Bug 842312

Summary: nfs_attr_use_mounted_on_file() returns wrong value
Product: Red Hat Enterprise Linux 6 Reporter: Steve Dickson <steved>
Component: kernelAssignee: Steve Dickson <steved>
Status: CLOSED ERRATA QA Contact: Jian Li <jiali>
Severity: high Docs Contact:
Priority: urgent    
Version: 6.4CC: cww, dhoward, dwysocha, eguan, fhrbata, jiali, jlayton, nfs-maint, nmurray, rwheeler
Target Milestone: rcKeywords: ZStream
Target Release: ---   
Hardware: All   
OS: Linux   
Whiteboard:
Fixed In Version: kernel-2.6.32-302.el6 Doc Type: Bug Fix
Doc Text:
Due to a missing return statement, the nfs_attr_use_mounted_on_file() function returned a wrong value. As a consequence, redundant ESTALE errors could potentially be returned. This update adds the proper return statement to nfs_attr_use_mounted_on_file(), thus preventing this bug. Note that this bug only affects NFSv4 filesystems.
Story Points: ---
Clone Of: Environment:
Last Closed: 2013-02-21 06:42:39 UTC Type: Bug
Regression: --- Mount Type: ---
Documentation: --- CRM:
Verified Versions: Category: ---
oVirt Team: --- RHEL 7.3 requirements from Atomic Host:
Cloudforms Team: --- Target Upstream Version:
Embargoed:
Bug Depends On:    
Bug Blocks: 847944, 847945    
Attachments:
Description Flags
newpynfs fault-inject patch none

Description Steve Dickson 2012-07-23 12:39:59 UTC
Description of problem:
A 'return 0;' is missing in nfs_attr_use_mounted_on_file(). This if statement:

    if (((fattr->valid & NFS_ATTR_FATTR_MOUNTED_ON_FILEID) == 0) ||
        (((fattr->valid & NFS_ATTR_FATTR_MOUNTPOINT) == 0) &&
         ((fattr->valid & NFS_ATTR_FATTR_V4_REFERRAL) == 0)))

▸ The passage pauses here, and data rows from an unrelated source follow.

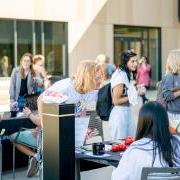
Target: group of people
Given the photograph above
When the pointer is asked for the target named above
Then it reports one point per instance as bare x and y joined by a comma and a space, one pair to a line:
153, 139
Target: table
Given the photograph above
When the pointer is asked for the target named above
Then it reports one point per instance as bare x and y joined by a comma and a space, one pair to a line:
12, 125
95, 161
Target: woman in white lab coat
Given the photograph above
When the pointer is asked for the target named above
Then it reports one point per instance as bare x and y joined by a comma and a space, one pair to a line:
154, 145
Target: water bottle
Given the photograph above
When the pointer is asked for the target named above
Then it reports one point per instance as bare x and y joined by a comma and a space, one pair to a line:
14, 109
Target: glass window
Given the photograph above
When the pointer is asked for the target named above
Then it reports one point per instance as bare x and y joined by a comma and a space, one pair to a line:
24, 38
6, 48
55, 48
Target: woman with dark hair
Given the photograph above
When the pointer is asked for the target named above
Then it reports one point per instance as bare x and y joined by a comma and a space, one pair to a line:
124, 95
154, 146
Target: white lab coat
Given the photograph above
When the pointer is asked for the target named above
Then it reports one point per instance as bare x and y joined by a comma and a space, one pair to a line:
133, 160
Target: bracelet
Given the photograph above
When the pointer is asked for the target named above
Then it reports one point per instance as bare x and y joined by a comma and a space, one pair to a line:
29, 114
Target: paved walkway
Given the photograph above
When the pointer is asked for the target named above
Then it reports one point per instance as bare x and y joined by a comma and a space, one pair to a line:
102, 173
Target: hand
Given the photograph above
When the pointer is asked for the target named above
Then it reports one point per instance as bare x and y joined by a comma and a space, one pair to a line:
27, 111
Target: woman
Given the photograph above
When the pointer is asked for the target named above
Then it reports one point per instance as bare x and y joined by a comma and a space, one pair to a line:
171, 86
81, 90
144, 76
154, 146
123, 94
23, 82
106, 68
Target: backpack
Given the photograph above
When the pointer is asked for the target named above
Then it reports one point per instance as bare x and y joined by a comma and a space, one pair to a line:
104, 102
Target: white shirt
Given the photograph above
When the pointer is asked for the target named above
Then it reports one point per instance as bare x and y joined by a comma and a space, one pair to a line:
133, 160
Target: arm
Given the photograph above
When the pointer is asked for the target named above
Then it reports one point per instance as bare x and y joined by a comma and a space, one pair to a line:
117, 92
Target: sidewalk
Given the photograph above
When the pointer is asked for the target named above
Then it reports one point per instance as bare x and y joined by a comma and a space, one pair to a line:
97, 174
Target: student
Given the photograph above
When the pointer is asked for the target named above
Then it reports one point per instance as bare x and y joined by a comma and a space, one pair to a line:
144, 76
106, 68
121, 118
154, 145
81, 90
38, 66
171, 85
23, 81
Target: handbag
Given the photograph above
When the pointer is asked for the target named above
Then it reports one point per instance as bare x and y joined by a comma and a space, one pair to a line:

should have a 'return 0;' when all three conditions are met.
 
Version-Release number of selected component (if applicable):
285.el6.fs.1

Comment 1 RHEL Program Management 2012-07-23 12:41:54 UTC
This request was evaluated by Red Hat Product Management for
inclusion in a Red Hat Enterprise Linux release.  Product
Management has requested further review of this request by
Red Hat Engineering, for potential inclusion in a Red Hat
Enterprise Linux release for currently deployed products.
This request is not yet committed for inclusion in a release.

Comment 4 Jian Li 2012-07-27 04:27:58 UTC
(In reply to comment #0)
> Description of problem:
> A 'return 0;' is missing in nfs_attr_use_mounted_on_file(). This if
> statement:
> 
>     if (((fattr->valid & NFS_ATTR_FATTR_MOUNTED_ON_FILEID) == 0) ||
>         (((fattr->valid & NFS_ATTR_FATTR_MOUNTPOINT) == 0) &&
>          ((fattr->valid & NFS_ATTR_FATTR_V4_REFERRAL) == 0)))
> 
> should have a 'return 0;' when all three conditions are met.
>  
> Version-Release number of selected component (if applicable):
> 285.el6.fs.1

Can you give some advice to reproduce its effect?

Comment 5 Jeff Layton 2012-08-10 16:05:20 UTC
I'm not sure I know. I suspect that any bugs from this are quite subtle and difficult to detect.

The effect of that bug was that we'd always return 1 in that function, and this would get done whenever the conditions were met:

        fattr->fileid = fattr->mounted_on_fileid;

Which means that the fattr->fileid is almost always being set to the wrong thing when nfs_fhget gets called.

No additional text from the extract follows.